I think PP level is one area all the Consultants seem to agree on. The stock answer seems to be "they look at the decease?s progression and PP level is just one indicator". I used to always ask what my blood levels were but after after my SCT (Nov/Dec 09) I gave up. As a matter of interest my Blood measurements when this is all started for me on the 8/09/09 were:
HB = 9.9 (normal male, 13.5?17.5 female, 12.0-16.0)
WBC = 8.7 (normal male/female, 4?11)
Neutrophils = 5.82 (normal male/female, 2.0?7.5)
Platelets = 457 (normal male/female, 150?400)
Paraprotien = 33 (no normal level but I was informed that everybody has a base level of 1 or lower but that it becomes really difficult to measure at this level)

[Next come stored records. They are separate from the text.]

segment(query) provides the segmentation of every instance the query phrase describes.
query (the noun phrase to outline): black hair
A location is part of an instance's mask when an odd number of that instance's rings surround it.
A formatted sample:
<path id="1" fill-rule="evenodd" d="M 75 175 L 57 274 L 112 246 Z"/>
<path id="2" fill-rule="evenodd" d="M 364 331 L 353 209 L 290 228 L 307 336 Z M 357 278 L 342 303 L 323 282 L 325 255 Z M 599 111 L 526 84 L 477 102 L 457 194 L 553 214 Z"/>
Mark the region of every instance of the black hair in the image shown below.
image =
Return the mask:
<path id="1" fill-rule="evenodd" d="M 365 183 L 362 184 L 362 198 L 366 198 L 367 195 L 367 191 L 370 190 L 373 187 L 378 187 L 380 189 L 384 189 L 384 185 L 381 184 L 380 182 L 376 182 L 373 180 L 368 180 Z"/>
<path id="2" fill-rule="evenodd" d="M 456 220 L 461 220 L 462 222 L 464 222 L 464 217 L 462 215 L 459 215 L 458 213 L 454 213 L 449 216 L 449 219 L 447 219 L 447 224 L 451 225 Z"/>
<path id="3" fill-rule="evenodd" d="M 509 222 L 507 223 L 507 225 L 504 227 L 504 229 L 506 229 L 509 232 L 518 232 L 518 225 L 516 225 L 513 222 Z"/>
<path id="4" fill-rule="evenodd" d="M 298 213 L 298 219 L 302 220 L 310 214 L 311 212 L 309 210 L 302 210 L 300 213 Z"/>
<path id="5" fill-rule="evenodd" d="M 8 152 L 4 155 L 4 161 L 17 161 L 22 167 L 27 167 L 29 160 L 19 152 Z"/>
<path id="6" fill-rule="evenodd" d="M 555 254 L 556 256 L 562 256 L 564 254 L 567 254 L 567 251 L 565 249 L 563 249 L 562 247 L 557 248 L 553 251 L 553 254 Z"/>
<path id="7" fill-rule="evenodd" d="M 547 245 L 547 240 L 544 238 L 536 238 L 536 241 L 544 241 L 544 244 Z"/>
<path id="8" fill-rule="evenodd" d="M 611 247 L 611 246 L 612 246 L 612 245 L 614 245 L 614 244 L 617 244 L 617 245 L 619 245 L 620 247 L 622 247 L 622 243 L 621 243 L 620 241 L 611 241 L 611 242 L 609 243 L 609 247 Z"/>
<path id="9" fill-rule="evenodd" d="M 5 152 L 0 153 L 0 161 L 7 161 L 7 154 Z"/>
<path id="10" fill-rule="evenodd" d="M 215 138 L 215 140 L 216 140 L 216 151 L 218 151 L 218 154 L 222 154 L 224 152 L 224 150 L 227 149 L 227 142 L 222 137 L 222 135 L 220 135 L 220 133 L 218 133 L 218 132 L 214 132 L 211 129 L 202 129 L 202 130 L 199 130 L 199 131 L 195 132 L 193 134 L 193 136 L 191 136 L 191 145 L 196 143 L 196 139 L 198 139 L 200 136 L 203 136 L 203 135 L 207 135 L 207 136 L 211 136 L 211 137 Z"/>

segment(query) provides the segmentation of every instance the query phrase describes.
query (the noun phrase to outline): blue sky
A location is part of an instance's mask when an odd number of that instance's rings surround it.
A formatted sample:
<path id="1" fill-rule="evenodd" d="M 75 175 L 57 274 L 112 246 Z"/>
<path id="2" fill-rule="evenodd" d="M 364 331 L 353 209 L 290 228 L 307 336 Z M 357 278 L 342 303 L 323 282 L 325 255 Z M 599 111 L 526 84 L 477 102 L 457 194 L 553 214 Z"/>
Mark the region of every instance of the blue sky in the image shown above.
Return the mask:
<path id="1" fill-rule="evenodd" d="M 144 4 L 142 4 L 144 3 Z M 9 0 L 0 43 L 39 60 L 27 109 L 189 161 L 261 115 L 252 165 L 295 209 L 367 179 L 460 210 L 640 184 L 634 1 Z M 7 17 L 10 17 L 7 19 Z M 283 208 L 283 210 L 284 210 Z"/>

My last Blood levels on 30/09/11 (two years later) are :
HB = 13.1
WBC = 6.57
Neuts = 3.63
Plats = 263
PP = 2.1
I am fit and well at the moment with no bugs or pain. I keep fit by walking 3.5 miles every day the weather will let me and I exercise my brain by playing Age of Empires Online (I am level 36 out of 40 at the moment) to keep me mentally fit, for a 69 year old I feel good.
Kindest regards ? Vasbyte
David
Well it is faster on this one he he.8-)
Hi All, Thanks for the replies and the good wishes we allseem to get this nervous feeling before an appointment, to be expected I suppose,I still dont get the PP side of it Jean, as you say some have the 2 or 3 and others have a hight 33 as David said, mine was about 11-13 and he seemed happy with that, as I tried before to explain the Doc said it didnt matter how full the bucket was so long as it didnt get any fuller,well I think thats what he said. :-/ .I like exercising my brain David but not the 3.5 miles 🙁 we do walk a bit now and then,,we live at the top of a hill its called Garforth Cliff so you get the idea and we have to walk up it every time we go walking,pity its not down hill at the end.Will let you know how it goes Wednesday and I hope its in and out like Frank. Ted
Hi All ,been and done it today,(Wed) pleased to say all good news ,saw ayoung man about 14 I think 🙂 but he was a nice lad, my HB 13 and my PP 12, we talked about PP and why it varied in people and he said I had Asyptomatic Myeloma, which meant that I had Myeloma but no symptons and until I do show symptons they will do nothing,he also said if I had aPP of 100 it wouldnt matter providing I didnt show any other signs of illness.He also said he knew of some one who had myeloma for 20 years and no symptons,so I said thats great I will be 100 by then.So another let off till Febuary. Bye Ted.
Hi Ted
Great news. So glad to hear it. Frank is same. Consultant says everything is stable and does not need treatment. I am just so thankful. The A & E of the hospital has closed so if any Myeloma patient feeks ill they have to go to another hospital. Consultant hoping mad as she says patient in one place and notes and staff to deal with their illnes in another. And like Chinese whispers – communication gets distorted
Anyway Ted brilliant for you – thats what i love to read Keep up the good work and stay well.
Love Jean xx
Hi Ted its good to hear you can relax for another few months without worrying about your results ! I hope that it stays the same for a very long time It used to be said that you knew you were getting old when policemen looked young but I find its doctors , nurses , teachers ( the list is endless!) so I guess I must be ancient Teehee love Bridget
Hey Ted
Am sure like me you knew that was gonna be the outcome 😀 but a well done from me, roll on old age hehe and he aint realy 14 ha ha 😎
Keep up the good work Ted
From another "Onwards and Upwards" Guy 😎
Great news Ted
It will be nice for you to get a few months break from appointments as for the docter looking 14 mine looks like father christmas without the beard a rolly poly he has a cuddly manner as well with me we must stike the right chemistry with each other keep in touch
Love Jo xx:-)
Hi Ted
Great news and it must be a great relief to get another reprieve!!! Long may it last. It also serves to encourage me.
Very best wishes.
Mavis
The topic ‘Not New to the Forum’ is closed to new replies.